A hyperspectral camera has been used to recapture frescos in the cloister of Brandenburg Cathedral, which had faded over many years.

The Fraunhofer Institute for Factory Operation and Automation (IFF) was tasked with developing software for the hyperspectral camera that would allow historians to reveal faded images without using damaging light, such as UV.

The researchers at Fraunhofer IFF collaborated with surveyors at Bgis Kreative Ingenieure in order to map large frescos on curved walls in high resolution. This provides art historians at the Cathedral Museum and Brandenburg State Cultural Heritage Preservation Agency with an overview of larger correlations between images in one collated panorama of the collected images.

The camera observes visible and infrared light, but in this case the software was the innovation that permitted the work. It uses the data produced during hyperspectral imaging to compile around one hundred images on some of which, structures such as painted figures of women or horses come to light. Art experts examine and interpret these images.

The software computes which pigments appear most frequently with the aid of statistics and standardisation.
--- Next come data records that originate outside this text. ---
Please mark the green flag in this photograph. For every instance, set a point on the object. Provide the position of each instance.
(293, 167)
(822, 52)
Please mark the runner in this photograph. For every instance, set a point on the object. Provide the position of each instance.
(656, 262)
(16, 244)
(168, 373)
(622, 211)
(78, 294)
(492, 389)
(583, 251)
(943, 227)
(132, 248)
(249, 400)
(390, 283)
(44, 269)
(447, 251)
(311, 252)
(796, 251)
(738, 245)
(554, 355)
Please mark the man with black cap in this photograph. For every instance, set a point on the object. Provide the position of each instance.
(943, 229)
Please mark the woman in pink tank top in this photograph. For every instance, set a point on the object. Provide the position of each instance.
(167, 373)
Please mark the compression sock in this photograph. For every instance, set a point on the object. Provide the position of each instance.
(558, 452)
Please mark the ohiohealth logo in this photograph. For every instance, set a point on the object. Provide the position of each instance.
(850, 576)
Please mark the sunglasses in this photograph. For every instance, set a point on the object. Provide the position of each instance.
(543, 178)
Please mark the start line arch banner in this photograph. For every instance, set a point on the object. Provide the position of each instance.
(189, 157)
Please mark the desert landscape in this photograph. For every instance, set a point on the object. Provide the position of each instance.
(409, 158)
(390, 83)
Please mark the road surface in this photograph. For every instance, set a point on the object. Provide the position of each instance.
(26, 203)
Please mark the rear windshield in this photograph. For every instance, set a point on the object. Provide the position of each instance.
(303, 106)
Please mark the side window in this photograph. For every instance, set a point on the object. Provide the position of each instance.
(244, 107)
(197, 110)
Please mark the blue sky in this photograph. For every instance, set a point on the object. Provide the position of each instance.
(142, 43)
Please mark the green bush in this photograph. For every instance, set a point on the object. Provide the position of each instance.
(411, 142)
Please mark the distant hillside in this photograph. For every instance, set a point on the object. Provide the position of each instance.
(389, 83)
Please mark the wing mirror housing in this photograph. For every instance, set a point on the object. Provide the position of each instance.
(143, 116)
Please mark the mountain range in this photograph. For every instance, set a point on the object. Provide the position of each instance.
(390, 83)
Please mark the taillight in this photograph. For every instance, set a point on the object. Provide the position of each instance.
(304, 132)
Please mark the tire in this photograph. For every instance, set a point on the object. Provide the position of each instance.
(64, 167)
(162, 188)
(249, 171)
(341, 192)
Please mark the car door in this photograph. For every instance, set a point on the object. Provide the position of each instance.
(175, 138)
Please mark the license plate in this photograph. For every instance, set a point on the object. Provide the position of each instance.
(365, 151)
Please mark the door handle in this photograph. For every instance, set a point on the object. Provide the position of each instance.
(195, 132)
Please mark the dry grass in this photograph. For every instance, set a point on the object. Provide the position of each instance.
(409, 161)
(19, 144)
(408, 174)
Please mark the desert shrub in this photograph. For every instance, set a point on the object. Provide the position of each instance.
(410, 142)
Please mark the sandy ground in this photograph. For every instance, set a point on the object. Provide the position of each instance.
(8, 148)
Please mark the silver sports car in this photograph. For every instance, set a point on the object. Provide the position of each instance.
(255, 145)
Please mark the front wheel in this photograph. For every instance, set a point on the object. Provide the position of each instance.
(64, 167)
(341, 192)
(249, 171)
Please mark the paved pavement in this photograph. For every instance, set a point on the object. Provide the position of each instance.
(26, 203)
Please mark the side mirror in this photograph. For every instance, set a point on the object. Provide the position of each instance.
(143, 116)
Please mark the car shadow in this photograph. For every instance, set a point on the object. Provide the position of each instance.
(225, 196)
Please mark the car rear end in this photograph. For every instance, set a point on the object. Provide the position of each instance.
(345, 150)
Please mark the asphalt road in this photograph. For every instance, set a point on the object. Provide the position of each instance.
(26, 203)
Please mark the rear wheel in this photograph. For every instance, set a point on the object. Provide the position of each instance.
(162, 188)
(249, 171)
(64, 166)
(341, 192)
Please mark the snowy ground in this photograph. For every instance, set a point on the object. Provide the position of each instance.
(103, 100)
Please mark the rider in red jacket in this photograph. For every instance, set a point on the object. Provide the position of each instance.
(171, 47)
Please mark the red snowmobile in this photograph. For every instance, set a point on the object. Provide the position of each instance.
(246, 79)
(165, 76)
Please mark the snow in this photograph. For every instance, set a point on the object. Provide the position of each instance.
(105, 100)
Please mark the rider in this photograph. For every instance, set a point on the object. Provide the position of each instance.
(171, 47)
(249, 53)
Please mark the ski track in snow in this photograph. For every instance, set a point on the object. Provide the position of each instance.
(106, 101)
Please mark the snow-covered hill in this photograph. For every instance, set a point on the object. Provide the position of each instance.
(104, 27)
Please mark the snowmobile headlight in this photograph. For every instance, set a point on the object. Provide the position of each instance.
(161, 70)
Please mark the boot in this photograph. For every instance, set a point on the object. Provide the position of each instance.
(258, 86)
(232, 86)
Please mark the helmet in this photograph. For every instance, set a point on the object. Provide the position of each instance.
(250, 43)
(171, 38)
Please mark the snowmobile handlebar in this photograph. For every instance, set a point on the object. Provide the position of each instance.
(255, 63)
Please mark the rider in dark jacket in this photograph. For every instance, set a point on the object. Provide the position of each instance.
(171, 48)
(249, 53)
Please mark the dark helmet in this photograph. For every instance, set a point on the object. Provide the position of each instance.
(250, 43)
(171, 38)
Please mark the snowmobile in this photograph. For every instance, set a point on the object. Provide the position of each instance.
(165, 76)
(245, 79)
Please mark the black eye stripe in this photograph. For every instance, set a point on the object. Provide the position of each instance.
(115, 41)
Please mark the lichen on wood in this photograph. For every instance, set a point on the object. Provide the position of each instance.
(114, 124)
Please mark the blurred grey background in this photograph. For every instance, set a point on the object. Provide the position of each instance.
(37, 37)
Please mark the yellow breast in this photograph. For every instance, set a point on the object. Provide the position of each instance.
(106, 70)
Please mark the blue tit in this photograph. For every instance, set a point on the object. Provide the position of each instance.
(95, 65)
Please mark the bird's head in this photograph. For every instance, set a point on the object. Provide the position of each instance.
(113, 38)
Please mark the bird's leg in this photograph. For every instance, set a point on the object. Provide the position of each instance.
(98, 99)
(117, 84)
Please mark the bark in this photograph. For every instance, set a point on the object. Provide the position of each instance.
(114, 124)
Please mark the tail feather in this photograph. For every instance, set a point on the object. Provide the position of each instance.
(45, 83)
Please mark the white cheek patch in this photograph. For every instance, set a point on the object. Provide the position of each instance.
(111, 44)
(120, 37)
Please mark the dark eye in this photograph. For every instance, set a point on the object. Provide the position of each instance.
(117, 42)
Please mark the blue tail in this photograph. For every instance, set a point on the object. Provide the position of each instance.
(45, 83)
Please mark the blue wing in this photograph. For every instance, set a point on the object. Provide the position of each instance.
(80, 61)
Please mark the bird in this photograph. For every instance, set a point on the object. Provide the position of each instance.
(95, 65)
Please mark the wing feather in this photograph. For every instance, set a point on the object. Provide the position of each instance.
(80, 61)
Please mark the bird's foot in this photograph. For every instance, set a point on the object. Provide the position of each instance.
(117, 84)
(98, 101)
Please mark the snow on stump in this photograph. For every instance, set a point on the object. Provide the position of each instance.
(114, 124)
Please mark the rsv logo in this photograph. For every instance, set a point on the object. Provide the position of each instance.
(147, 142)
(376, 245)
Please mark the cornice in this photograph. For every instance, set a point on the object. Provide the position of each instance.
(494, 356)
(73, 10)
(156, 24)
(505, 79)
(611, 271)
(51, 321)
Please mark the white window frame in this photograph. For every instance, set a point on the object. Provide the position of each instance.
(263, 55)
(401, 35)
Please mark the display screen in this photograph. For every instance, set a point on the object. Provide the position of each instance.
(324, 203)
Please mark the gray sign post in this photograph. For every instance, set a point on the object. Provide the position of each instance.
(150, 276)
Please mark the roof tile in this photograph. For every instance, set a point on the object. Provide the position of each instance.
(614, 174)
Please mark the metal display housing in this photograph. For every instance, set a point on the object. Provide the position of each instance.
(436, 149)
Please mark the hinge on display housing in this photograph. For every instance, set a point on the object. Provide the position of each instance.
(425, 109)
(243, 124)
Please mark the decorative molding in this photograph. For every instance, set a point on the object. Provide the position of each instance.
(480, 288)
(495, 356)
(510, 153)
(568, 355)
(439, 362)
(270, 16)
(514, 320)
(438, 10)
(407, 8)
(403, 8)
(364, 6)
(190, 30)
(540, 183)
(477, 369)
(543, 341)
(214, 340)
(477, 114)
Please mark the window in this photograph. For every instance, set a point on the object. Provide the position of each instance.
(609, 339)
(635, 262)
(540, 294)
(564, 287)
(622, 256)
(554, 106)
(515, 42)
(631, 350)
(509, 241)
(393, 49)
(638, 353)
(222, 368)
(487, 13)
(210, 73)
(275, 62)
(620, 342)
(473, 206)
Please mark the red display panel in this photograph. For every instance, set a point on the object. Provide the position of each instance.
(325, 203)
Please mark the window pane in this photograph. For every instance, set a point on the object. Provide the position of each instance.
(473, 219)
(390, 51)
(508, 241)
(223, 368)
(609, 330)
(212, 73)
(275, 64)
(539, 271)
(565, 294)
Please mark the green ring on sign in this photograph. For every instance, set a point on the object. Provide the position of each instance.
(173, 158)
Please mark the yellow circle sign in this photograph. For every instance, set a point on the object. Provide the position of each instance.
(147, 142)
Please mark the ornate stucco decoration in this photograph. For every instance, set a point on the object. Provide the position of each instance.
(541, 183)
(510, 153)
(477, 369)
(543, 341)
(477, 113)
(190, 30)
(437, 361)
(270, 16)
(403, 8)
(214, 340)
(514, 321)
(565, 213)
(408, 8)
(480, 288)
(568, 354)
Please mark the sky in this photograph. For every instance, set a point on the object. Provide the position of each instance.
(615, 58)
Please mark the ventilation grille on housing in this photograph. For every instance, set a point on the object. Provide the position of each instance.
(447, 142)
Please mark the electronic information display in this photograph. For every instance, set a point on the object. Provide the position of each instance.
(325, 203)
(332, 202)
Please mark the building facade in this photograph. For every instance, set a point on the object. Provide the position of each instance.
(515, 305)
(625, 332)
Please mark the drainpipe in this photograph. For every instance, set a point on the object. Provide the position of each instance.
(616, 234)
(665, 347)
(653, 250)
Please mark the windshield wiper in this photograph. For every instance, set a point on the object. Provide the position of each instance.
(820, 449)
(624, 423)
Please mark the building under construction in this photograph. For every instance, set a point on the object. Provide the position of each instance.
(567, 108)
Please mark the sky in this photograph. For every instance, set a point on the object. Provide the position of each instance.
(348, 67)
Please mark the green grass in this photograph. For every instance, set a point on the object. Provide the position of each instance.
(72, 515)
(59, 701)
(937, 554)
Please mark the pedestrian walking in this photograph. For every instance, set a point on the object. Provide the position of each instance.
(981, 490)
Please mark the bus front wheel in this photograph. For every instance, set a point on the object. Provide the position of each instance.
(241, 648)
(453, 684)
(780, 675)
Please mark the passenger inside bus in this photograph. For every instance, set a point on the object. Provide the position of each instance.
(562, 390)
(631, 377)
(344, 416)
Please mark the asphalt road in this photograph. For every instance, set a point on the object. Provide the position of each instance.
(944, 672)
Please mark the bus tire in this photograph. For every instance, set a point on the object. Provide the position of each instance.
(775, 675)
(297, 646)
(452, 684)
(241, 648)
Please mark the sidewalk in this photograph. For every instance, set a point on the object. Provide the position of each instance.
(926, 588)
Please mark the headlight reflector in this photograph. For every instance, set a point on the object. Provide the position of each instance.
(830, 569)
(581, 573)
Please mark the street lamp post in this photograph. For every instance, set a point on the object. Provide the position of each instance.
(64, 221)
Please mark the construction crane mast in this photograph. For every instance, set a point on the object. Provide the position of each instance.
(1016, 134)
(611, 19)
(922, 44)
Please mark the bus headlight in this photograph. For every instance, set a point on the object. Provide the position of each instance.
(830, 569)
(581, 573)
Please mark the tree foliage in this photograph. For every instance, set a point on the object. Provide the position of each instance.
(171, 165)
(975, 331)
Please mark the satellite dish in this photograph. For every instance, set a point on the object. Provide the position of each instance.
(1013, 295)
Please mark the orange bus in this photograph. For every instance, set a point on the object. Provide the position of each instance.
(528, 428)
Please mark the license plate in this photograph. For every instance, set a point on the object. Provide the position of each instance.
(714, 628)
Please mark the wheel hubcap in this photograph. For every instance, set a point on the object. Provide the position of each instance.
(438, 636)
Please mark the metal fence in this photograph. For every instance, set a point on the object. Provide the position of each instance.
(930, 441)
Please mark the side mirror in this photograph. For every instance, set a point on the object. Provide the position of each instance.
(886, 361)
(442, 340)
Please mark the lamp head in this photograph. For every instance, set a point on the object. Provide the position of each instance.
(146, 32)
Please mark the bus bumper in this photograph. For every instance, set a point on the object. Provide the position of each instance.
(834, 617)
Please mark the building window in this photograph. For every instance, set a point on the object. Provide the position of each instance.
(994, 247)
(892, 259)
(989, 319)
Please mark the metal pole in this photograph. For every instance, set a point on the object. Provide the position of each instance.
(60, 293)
The proportion of these pigment components are then displayed in a separate image. The software algorithm proceeds in exactly the same way, with the second most frequent pigment components in a second image and so forth.

The alternative to hyperspectral imaging was to illuminate the region of interest with a UV lamp which causes pigments to fluoresce. This fluorescence would then be captured using an ordinary camera.

However, the UV light can damage the images causing further degradation, and also the process is quite intensive. The hyperspectral camera uses a normal light source that has much less of an effect on the image. But if the two methods are combined, the hyperspectral camera can also retrieve more out of the fluorescent light because it not only sees the light itself but can ascertain the composition of the fluorescing pigments.

The researchers from the Fraunhofer IFF have already tested their technology successfully in the upper cloister of Brandenburg Cathedral, which is celebrating its 850th anniversary this year: The wall frescos there were described in detail by Hartmut Schedel in the 15th century, but were long thought to be lost until they were rediscovered a few years ago and then restored.